Measles case on Auckland-Sydney-Auckland flights
Auckland Regional Public Health Service (ARPHS) has been notified of a case of measles in a New Zealander who flew between Auckland and Sydney late last month. The person did not know they had measles at the time.
Medical Officer of Health Dr William Rainger says people who may have been in contact with that person should be vigilant for symptoms of the highly infectious disease.
"It can take 7-14 days to start experiencing symptoms and you are most at risk if you’re not immune to measles, either because you haven’t been vaccinated or you haven’t had the disease previously," Dr Rainger says.
Measles is an airborne disease that spreads easily through the air via coughing and sneezing.

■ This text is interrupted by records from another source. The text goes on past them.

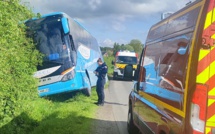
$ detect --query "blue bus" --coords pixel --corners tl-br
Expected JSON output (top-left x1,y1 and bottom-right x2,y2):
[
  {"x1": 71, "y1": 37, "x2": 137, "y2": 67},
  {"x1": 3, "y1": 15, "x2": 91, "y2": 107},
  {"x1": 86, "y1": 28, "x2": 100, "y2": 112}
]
[{"x1": 25, "y1": 12, "x2": 103, "y2": 97}]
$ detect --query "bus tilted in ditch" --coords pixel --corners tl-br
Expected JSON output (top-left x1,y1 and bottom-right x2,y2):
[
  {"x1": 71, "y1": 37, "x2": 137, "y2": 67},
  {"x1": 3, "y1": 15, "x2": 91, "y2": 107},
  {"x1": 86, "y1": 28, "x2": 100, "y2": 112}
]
[{"x1": 25, "y1": 12, "x2": 103, "y2": 97}]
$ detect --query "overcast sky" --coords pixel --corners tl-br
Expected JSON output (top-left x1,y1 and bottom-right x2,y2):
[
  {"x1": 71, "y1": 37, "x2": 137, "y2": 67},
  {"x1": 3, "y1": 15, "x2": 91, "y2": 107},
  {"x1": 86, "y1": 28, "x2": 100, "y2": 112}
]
[{"x1": 22, "y1": 0, "x2": 193, "y2": 47}]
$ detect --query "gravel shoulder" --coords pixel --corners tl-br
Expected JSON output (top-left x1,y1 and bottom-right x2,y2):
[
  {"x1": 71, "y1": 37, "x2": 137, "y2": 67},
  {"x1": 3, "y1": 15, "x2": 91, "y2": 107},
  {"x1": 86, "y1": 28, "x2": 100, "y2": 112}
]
[{"x1": 93, "y1": 88, "x2": 120, "y2": 134}]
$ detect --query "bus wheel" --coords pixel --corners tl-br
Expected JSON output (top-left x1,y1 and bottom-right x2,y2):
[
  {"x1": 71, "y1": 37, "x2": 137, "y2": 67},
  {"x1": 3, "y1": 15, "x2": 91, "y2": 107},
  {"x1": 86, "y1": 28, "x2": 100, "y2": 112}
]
[{"x1": 82, "y1": 88, "x2": 91, "y2": 97}]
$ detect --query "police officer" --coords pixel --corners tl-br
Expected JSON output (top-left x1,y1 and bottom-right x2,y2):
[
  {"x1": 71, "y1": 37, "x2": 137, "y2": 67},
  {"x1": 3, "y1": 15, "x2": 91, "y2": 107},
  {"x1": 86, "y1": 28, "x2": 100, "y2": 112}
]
[{"x1": 94, "y1": 58, "x2": 108, "y2": 106}]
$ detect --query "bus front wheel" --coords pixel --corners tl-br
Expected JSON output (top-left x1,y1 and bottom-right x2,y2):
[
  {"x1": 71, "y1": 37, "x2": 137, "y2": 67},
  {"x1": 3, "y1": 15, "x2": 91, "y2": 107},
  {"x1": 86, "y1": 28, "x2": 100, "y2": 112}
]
[{"x1": 82, "y1": 87, "x2": 91, "y2": 97}]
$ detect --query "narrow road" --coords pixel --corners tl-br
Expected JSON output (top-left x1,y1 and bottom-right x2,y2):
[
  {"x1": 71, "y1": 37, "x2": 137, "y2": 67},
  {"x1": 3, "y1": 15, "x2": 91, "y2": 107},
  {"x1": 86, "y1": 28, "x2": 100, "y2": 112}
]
[{"x1": 95, "y1": 80, "x2": 133, "y2": 134}]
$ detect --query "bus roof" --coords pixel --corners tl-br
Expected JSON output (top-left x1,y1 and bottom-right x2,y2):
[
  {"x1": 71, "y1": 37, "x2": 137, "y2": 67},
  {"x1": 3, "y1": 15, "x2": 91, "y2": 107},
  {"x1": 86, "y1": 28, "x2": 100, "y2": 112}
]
[{"x1": 116, "y1": 51, "x2": 137, "y2": 57}]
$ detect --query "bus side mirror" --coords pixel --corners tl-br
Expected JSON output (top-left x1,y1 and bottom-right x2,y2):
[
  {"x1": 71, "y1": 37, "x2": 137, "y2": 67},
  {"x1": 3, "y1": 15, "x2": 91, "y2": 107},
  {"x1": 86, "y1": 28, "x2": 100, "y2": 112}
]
[
  {"x1": 111, "y1": 60, "x2": 115, "y2": 65},
  {"x1": 133, "y1": 64, "x2": 140, "y2": 81},
  {"x1": 61, "y1": 17, "x2": 69, "y2": 34}
]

-The person departed Auckland for Sydney on Air New Zealand Flight NZ711 just before 8pm on Friday 23 August.
-The person returned to Auckland from Australia on Flight NZ108, which departed Sydney at around 7.50pm on Sunday 25 August and landed in New Zealand at 12.15am on Monday 26 August.
Anyone who was on the same flights, or in the airport departure or arrival areas around the same time as the case, should watch out for signs of measles.

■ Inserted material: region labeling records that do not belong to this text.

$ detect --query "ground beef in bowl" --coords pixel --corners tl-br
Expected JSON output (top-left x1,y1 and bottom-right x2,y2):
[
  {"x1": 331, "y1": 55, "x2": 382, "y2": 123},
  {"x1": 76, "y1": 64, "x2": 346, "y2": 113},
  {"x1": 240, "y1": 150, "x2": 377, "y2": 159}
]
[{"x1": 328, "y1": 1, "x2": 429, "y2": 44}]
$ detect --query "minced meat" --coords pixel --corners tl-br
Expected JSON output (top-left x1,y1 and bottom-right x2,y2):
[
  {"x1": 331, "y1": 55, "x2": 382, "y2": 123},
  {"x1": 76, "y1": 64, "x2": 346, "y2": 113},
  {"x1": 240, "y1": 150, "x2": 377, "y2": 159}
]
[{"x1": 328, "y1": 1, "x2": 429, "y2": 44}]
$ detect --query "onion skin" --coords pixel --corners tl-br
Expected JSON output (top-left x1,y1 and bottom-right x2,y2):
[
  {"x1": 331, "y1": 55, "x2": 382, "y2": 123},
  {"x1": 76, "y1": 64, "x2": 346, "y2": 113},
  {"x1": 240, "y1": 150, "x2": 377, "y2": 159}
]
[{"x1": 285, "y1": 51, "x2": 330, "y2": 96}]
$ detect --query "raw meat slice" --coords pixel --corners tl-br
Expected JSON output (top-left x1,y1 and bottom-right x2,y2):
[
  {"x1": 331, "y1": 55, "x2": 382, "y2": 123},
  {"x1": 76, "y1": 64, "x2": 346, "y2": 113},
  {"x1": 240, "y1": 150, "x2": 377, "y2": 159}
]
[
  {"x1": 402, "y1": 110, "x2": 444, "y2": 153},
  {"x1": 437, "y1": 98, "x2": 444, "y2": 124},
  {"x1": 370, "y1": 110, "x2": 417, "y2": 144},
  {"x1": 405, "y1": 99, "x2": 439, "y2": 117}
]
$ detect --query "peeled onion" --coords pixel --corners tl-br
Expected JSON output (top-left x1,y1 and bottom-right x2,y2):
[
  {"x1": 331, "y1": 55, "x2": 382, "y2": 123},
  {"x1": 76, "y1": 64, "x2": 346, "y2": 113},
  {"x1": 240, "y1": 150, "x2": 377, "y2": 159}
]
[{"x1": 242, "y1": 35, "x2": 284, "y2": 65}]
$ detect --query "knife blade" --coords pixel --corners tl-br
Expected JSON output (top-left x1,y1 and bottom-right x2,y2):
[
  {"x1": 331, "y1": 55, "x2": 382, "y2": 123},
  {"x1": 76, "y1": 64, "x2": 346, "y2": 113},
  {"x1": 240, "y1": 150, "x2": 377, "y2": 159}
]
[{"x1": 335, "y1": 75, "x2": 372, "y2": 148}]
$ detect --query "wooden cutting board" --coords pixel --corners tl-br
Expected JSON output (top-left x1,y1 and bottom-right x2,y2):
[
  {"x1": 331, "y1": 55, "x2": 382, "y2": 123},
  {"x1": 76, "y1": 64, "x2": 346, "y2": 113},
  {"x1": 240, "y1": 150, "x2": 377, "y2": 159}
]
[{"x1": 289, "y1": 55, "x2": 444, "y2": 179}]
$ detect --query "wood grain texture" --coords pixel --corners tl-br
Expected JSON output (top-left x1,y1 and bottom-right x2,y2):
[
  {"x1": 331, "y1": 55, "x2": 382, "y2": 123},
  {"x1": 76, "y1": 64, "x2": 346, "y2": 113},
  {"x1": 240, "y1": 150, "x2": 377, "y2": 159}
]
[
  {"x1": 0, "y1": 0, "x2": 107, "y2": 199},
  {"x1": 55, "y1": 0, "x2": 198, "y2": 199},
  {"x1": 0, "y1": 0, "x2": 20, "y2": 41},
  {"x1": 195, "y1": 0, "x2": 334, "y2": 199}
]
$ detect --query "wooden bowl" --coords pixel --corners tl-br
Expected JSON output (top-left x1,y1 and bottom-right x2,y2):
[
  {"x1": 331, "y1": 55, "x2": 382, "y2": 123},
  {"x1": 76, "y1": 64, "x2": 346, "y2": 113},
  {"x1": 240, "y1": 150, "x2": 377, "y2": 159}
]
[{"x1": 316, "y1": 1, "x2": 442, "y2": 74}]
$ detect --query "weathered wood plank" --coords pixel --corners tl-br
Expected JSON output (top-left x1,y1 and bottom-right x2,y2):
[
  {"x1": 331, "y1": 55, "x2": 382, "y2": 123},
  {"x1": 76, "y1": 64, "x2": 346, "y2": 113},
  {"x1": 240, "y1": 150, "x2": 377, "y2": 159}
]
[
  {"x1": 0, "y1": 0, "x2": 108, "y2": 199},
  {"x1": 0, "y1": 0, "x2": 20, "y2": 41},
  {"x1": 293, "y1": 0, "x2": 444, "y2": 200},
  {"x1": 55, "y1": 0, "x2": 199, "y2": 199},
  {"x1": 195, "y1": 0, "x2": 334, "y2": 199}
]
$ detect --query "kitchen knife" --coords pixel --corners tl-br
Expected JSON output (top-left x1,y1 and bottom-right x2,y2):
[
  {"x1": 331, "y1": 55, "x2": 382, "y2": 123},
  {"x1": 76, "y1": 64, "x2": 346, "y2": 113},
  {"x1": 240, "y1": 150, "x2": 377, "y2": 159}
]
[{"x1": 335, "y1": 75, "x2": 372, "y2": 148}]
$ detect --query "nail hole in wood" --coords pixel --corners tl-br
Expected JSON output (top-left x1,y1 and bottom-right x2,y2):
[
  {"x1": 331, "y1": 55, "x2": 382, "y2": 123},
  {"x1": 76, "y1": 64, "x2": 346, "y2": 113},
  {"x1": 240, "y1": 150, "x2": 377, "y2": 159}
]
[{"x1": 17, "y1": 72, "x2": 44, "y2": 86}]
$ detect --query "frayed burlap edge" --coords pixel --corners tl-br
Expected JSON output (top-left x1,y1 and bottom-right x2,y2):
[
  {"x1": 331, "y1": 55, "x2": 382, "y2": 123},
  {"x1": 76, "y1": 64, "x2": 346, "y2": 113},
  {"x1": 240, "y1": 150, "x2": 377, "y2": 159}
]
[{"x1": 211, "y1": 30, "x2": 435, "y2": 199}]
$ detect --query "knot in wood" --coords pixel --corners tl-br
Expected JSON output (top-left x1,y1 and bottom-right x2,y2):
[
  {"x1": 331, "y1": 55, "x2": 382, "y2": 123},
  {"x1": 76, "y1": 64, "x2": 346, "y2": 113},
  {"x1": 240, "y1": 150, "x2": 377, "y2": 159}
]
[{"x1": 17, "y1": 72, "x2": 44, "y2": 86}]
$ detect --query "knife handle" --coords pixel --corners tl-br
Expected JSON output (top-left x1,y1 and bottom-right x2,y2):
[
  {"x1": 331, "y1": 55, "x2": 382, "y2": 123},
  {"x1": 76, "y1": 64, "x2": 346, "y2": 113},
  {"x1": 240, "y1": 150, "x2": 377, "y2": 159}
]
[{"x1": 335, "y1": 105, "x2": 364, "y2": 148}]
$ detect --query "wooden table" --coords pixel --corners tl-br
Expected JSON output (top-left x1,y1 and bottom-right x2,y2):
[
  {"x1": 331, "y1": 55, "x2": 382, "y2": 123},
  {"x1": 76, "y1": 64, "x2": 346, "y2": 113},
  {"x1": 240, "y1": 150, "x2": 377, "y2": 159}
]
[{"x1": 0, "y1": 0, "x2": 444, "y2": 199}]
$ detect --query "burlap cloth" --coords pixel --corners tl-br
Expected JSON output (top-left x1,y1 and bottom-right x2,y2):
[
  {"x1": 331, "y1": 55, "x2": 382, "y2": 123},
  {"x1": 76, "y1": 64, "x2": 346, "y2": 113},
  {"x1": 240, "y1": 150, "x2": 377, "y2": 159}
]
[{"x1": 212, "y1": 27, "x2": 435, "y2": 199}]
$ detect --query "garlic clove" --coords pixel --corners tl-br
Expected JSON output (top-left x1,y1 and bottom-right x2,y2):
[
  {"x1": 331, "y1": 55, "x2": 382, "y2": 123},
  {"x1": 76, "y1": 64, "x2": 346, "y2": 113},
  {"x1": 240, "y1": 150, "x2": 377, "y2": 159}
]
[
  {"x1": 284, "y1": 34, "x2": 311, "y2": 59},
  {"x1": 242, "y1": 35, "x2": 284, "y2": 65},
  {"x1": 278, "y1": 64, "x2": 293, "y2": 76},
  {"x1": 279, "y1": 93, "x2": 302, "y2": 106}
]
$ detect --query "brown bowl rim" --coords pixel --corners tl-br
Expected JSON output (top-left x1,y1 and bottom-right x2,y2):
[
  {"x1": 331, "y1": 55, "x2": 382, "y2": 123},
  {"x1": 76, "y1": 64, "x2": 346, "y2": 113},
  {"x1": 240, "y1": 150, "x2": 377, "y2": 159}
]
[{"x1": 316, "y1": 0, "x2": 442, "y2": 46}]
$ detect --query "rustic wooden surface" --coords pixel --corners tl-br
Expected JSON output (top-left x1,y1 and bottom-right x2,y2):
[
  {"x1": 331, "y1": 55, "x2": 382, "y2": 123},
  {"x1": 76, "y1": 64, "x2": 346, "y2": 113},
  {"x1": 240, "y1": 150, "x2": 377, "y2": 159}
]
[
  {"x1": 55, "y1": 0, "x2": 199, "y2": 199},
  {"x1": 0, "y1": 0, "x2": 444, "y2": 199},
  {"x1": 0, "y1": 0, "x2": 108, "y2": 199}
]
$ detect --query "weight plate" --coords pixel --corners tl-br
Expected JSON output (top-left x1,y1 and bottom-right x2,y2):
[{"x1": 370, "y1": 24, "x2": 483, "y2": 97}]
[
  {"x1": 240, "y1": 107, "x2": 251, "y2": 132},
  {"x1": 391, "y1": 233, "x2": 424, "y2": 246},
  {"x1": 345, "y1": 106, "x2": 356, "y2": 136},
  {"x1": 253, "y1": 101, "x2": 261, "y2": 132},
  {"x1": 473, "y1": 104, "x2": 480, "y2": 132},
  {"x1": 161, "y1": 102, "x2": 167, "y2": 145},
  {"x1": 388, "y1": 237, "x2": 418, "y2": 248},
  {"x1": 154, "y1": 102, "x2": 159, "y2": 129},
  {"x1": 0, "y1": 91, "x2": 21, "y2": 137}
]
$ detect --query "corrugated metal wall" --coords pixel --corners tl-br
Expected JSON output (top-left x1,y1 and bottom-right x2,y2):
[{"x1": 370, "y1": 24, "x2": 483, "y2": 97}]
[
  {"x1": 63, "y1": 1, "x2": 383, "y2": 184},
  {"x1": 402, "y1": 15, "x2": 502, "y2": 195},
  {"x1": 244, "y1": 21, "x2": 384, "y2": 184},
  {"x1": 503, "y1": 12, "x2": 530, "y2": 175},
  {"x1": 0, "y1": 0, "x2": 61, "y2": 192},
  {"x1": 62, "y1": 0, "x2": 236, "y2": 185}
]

Dr Rainger says those symptoms include a high fever, runny nose, cough and sore red eyes.
"A few days later a rash starts on the face and neck, then spreads to the rest of the body," he says.
If you were on either flight and are unsure whether you’re immune to measles, talk to your doctor or call Healthline on 0800 611 116 for advice.
If you do start to develop symptoms that could be measles, also contact your doctor. Be sure to call ahead to prevent potentially infecting others in the waiting room.
Vaccination with the Measles, Mumps, Rubella vaccine (MMR) offers the best protection against measles. One dose will prevent measles in 95 per cent of people, while having two doses will protect 99 per cent of people who have the vaccine.